一カ月ほど前、安倍晋三首相は施政方針演説で「(米軍)普天間飛行場の返還を実現するために、引き続き沖縄の方々の理解を得る努力を続けながら、名護市辺野古沖への移設を進める」と述べた。
しかし、この間、政府は沖縄県側の理解を得るために、どんな努力をしたというのか。
県内移設反対を掲げて当選した翁長雄志県知事とは会おうともせず、仲井真弘多前知事による公約違反の「埋め立て承認」を盾に反対する人たちを強権的に排除し、本格着工に向けた作業を進める。
菅義偉官房長官は「法治国家だから、粛々と進めるのは当然」と作業を正当化し、中谷元・防衛相は「工事を阻止するとしか言っていない」と翁長氏を批判する。
沖縄県民は昨年十一月の県知事選で、翁長氏を当選させた。前回の当選時に掲げた県外移設という公約を破った仲井真氏の三選を認めず、県内移設容認の判断に対する拒否を突き付けた。
続く十二月の衆院選でも、自民党が全国的に勝利する中、沖縄県内では四小選挙区のすべてで、県内移設を掲げる同党候補の当選を認めなかった。
選挙で重ねて明らかになった民意を顧みずして、法治国家だと胸を張って言えるのだろうか。
翁長氏の下、有識者六人による第三者委員会が設けられ、仲井真氏の埋め立て承認に法的な瑕疵(かし)がなかったか否かを検証しており、七月にも報告書をまとめる。
翁長氏が求めるように、せめて検証が終わるまで作業を中止すべきではないか。作業を急げば急ぐほど、何か後ろめたいことがあるのではないかと疑いたくなる。
在日米軍基地の負担は日本国民が可能な限り等しく分かち合うのが筋だ。沖縄県に約74%が集中する現状は異常であり、普天間返還のためとはいえ、米軍基地を県内で“たらい回し”しては、県民の負担軽減にはなるまい。

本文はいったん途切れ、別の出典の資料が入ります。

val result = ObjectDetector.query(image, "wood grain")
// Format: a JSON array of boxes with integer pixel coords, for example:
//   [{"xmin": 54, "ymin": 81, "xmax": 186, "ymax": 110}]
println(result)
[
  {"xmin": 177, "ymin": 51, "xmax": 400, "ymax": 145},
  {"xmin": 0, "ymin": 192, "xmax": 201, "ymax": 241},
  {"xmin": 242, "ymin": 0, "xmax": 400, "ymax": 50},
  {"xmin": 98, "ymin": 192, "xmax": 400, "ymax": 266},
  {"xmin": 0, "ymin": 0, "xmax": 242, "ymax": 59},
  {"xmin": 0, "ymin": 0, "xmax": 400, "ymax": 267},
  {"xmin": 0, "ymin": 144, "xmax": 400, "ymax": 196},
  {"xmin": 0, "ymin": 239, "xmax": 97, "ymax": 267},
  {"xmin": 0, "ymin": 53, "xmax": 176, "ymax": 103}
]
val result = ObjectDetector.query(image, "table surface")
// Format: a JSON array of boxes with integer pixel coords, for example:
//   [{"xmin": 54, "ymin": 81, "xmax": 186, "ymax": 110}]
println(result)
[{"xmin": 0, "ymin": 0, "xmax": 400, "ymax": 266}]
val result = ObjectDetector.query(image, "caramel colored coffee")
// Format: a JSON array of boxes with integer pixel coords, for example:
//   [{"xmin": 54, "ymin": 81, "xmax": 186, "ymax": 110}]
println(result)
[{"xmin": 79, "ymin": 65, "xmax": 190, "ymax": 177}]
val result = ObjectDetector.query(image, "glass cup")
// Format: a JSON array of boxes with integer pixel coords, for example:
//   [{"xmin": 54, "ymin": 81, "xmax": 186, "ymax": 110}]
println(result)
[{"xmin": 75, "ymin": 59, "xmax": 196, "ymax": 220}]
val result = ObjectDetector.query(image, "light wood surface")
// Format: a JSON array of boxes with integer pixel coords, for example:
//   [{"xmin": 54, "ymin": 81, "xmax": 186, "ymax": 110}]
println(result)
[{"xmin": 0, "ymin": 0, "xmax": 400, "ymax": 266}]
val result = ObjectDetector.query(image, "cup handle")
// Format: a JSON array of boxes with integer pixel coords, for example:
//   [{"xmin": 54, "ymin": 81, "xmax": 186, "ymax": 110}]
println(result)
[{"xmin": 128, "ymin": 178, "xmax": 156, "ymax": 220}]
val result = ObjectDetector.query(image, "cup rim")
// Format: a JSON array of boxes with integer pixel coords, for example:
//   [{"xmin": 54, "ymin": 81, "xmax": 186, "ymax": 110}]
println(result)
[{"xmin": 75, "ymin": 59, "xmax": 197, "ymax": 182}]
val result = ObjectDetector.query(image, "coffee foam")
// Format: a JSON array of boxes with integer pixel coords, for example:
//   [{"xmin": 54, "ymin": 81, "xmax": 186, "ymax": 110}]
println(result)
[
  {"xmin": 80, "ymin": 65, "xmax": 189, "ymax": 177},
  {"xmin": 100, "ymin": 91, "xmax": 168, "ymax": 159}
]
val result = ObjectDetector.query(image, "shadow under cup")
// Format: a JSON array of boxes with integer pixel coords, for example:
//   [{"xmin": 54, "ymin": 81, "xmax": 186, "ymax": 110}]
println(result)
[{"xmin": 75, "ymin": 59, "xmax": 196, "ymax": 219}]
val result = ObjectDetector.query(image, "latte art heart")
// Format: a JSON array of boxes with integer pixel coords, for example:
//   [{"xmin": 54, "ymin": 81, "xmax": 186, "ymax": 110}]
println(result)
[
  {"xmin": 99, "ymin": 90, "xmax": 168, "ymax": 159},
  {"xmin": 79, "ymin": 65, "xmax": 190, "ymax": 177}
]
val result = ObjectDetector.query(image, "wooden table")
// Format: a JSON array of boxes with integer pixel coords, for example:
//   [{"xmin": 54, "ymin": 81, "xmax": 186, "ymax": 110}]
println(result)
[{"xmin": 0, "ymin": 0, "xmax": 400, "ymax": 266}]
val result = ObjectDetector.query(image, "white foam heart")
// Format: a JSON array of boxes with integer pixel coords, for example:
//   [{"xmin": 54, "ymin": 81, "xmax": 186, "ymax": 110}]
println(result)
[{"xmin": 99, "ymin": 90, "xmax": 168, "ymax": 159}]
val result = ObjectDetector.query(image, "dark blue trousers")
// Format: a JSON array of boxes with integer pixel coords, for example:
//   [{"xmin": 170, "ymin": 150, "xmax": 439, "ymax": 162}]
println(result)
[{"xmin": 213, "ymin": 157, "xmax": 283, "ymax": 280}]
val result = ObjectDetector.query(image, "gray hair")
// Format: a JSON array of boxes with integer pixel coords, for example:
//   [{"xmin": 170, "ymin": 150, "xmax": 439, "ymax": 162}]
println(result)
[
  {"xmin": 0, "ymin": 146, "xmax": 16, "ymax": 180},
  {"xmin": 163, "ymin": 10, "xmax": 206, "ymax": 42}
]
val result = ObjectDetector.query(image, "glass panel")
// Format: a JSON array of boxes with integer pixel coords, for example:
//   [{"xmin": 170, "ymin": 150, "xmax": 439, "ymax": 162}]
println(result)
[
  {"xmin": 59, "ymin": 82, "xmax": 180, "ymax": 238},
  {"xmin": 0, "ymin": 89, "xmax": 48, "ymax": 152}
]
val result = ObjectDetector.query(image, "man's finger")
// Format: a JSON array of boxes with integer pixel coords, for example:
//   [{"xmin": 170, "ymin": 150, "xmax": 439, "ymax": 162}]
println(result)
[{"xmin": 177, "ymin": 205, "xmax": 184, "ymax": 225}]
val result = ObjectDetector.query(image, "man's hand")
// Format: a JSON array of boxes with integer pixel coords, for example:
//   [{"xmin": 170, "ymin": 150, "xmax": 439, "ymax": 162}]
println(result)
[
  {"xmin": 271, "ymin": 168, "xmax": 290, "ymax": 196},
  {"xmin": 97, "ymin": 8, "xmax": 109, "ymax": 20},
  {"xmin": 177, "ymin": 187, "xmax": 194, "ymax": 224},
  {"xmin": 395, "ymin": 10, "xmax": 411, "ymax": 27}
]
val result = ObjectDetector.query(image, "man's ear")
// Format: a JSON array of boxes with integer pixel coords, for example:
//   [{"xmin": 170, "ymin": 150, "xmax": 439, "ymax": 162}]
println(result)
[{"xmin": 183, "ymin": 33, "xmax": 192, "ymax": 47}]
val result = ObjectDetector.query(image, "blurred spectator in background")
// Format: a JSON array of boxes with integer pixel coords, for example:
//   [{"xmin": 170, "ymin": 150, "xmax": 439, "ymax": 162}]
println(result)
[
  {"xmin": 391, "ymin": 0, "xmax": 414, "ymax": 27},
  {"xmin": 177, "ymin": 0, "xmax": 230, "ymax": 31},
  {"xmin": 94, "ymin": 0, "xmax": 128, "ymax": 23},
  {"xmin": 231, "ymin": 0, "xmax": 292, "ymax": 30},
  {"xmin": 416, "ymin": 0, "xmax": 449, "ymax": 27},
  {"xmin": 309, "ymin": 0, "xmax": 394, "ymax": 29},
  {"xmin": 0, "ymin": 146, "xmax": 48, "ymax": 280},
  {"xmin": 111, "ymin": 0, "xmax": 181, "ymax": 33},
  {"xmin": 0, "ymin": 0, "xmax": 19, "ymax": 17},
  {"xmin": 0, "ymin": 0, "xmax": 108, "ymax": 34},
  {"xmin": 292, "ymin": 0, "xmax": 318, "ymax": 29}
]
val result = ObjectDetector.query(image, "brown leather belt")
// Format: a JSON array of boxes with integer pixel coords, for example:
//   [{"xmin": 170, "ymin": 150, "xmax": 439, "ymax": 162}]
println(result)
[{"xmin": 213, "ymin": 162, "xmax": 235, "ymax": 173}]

民意と向き合わず、作業を強行すれば、辺野古への「移設」が完了しても、反基地感情に囲まれることになる。その是非は別にして基地提供という日米安全保障条約上の義務が果たせなくなるのではないのか。安倍内閣はいったん作業の手を止めて、今こそ沖縄県民と真摯(しんし)に向き合うべきである。